ABSTRACT

This chapter outlines multiple layers and expressions of water-based injustices—from brutal water-grabbing and exclusion, to subtle politics of misrecognition, equalization and alignment. Dominant discourses and policies, overly technical language and the processes of naturalization (‘making things seem natural’) and normalization (‘making things seen normal’) hide water’s intrinsically political nature: they make it difficult to see water governance and distribution as always dealing with ‘justice’. They legitimize particular water histories, institutions, worldviews, knowledges, norms and practices, and subordinate or deny others. This significantly influences the distribution of water, water-related decision-making powers and the social and environmental benefits and burdens that ensue. Conceptualizing and materializing alternative water governance orders necessarily entails critically linking the issues of economic distribution, cultural recognition, political participation and ecological integrity.
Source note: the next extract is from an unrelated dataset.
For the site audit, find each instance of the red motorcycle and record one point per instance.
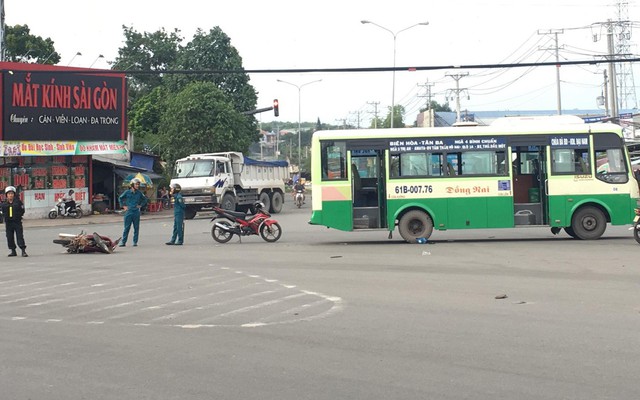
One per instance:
(228, 223)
Simply summing up these issues of ‘recognition’, ‘participation’ and ‘distribution’, as in mainstream ‘integrated’ water governance, or dealing with them separately, may seriously affect marginalized groups’ water interests and support dominant policy efforts to undermine normative and political/cultural diversity in the water world. Far from legalistic, technocratic and economistic truth regimes that deny water’s intrinsic complexity, contextuality and political ordering, this chapter advocates the societal co-production of water knowledge and governance forms. Transdisciplinary co-creation of knowledge—inviting, in particular, the water knowledges and interests of people who experience water injustices, and involving both confrontation and solidarity among the water user, activist and scientific communities—will support understanding of the workings of dominant water control technologies and institutions and the construction of alternative water-societal orders.